Dilansir dari Aljazirah, tidak ada kelompok yang mengaku bertanggung jawab atas serangan pada Ahad (17/6). Namun, serangan pada Sabtu (16/6) diklaim dilakukan oleh afiliasi lokal dari ISIS.
Direktur Kesehatan Provinsi Nangarhar, Najibullah Kamawal menyebutkan korban tewas akibat ledakan pada Ahad (17/6) berjumlah 18 jiwa, dan 49 orang lainnya terluka. Ia mengatakan jumlah korban tewas bisa terus meningkat.
"Beberapa yang terluka, berada dalam kondisi serius," kata Kamawal.
Secara terpisah, Taliban mengesampingkan perpanjangan perjanjian gencatan senjata dengan pemerintah Afghanistan yang berakhir pada malam hari. Kedua belah pihak telah sepakat untuk menghentikan operasi terhadap satu sama lain saat libur lebaran Idul Fitri dimulai pada Jumat (15/6).
Pada hari Sabtu, Presiden Afghanistan Ashraf Ghani mengumumkan perpanjangan gencatan senjata tanpa menentukan tanggal akhir dan menyerukan kepada Taliban untuk melakukan hal yang sama. Ghani juga mengatakan, dalam semangat Idul Fitri dan gencatan senjata, kantor jaksa agung telah membebaskan 46 tawanan Taliban.
Kemungkinan kesepakatan perdamaian antara pemerintah Afghanistan dan Taliban datang ketika ISIS menetapkan kehadirannya di negara tersebut.

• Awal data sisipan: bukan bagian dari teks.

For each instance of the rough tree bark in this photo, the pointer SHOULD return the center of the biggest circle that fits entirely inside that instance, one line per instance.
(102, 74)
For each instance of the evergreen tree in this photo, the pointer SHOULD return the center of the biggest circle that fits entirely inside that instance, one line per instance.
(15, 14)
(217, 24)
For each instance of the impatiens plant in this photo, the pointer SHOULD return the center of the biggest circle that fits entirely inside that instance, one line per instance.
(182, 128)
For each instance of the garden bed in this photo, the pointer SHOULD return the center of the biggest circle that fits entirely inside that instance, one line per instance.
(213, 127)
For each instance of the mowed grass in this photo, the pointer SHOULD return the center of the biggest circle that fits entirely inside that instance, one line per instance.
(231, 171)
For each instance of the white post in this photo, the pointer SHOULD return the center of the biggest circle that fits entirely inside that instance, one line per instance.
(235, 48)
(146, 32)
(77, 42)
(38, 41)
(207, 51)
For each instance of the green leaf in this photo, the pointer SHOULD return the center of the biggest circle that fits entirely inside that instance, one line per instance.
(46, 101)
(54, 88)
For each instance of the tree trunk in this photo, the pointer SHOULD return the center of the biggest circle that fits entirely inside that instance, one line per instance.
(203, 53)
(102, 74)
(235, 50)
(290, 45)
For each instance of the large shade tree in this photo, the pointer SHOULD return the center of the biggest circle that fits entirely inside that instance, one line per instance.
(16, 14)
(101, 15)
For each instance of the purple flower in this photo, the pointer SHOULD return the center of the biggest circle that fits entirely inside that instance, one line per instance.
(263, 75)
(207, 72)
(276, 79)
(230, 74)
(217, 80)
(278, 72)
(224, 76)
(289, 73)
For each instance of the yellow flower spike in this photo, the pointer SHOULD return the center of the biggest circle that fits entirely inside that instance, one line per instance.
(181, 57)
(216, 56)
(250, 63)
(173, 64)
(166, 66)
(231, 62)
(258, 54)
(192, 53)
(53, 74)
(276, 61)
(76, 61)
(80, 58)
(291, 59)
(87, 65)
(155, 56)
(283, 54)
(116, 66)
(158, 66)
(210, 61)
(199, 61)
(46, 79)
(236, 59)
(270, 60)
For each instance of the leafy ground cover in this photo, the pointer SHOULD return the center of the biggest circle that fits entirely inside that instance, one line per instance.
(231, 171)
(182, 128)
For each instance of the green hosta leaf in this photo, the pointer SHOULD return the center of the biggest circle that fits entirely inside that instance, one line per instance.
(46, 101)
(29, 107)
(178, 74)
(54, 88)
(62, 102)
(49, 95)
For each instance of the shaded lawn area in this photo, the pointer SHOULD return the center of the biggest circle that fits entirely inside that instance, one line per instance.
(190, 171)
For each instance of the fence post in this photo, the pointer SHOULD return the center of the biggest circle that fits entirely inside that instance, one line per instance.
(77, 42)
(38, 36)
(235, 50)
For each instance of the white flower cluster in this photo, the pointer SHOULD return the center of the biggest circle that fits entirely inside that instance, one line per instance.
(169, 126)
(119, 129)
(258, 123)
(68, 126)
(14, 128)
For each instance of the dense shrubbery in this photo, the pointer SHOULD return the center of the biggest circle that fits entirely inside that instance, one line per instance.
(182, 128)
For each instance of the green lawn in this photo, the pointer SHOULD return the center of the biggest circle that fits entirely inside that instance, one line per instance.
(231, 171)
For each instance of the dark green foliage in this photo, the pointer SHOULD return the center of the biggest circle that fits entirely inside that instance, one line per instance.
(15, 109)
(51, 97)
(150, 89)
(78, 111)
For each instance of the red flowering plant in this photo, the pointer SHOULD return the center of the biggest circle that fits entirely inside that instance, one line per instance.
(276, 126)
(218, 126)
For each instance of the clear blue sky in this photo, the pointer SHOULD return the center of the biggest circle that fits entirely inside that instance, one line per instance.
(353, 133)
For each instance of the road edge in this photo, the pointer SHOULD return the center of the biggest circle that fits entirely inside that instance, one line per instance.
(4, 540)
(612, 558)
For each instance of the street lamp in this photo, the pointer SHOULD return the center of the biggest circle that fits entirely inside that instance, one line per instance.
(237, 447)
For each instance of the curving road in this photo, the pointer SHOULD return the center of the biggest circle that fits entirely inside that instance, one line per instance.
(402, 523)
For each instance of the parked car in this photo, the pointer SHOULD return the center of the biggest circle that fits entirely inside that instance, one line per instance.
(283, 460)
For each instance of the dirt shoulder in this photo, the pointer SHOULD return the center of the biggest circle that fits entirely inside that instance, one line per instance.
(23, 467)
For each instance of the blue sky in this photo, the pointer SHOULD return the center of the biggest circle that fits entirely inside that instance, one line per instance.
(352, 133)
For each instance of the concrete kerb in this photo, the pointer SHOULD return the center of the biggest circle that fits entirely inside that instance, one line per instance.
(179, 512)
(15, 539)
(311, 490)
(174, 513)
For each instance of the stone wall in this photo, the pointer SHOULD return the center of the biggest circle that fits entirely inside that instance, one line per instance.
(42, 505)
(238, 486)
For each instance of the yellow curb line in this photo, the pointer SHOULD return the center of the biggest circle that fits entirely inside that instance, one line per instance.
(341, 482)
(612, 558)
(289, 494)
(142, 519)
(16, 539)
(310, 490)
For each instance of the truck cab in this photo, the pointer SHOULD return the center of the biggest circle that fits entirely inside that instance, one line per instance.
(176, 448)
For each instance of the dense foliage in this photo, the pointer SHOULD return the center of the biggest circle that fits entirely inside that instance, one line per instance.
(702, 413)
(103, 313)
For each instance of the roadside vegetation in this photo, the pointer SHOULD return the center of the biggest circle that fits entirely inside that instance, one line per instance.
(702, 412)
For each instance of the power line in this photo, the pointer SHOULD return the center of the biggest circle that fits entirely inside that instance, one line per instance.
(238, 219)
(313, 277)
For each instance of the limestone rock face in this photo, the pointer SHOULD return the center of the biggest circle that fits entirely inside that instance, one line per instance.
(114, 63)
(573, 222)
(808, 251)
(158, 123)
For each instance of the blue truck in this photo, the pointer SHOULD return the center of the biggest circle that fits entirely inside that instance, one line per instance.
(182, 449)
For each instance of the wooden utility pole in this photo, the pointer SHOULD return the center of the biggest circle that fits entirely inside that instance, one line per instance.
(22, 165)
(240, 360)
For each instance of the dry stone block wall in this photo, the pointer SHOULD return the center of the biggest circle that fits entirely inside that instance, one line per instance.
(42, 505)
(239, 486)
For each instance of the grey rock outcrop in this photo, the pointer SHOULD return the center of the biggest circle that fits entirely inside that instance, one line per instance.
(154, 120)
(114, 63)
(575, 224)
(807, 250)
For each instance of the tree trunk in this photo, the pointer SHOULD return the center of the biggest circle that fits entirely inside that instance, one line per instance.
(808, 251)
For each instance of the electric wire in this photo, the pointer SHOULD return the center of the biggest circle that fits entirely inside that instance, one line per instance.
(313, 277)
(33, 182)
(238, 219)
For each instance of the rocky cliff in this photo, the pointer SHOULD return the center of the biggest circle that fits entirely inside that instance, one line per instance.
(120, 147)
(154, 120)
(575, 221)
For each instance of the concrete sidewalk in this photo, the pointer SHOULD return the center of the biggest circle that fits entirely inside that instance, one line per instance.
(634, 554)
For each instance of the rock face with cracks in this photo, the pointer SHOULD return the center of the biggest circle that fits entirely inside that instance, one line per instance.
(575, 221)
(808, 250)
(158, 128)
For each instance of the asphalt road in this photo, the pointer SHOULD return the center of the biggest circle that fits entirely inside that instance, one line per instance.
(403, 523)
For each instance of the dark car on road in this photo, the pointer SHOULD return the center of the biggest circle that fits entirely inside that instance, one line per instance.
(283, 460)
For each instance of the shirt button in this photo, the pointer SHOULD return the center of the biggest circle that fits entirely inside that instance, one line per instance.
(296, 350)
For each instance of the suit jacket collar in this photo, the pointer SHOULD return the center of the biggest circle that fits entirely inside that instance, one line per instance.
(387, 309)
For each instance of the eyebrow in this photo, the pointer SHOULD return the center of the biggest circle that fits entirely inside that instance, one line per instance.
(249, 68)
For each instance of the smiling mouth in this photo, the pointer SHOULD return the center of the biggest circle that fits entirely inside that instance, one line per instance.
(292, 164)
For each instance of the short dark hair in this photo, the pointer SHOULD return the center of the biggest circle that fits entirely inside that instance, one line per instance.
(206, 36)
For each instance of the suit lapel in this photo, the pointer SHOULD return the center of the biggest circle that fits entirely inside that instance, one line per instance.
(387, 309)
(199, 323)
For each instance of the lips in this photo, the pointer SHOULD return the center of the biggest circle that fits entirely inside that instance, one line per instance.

Mantan penasihat kepala eksekutif Afghanistan, Omar Samad mengatakan aksi bom bunuh diri pada Sabtu, merupakan peringatan bagi semua orang di negara itu, termasuk Taliban tentang ancaman eksistensialis ada di mana saja.
"Apa yang kami lihat hari ini adalah pengingat bahwa ISK (cabang ISIS di Afghanistan) adalah ancaman potensial, bahwa sesuatu harus dilakukan mengenai hal itu," kata Samad.
Ia berharap Taliban dan pemerintah Afghanistan dapat mencapai kesepakatan tentang bagaimana menangani Negara Islam. Dengan demikian, ada titik bersejarah bagi kemungkinan dialog antara kedua belah pihak.
"Apabila hal itu terjadi, maka saya berpikir bahwa Afghanistan memiliki hari-hari yang lebih baik di depan," ujar dia.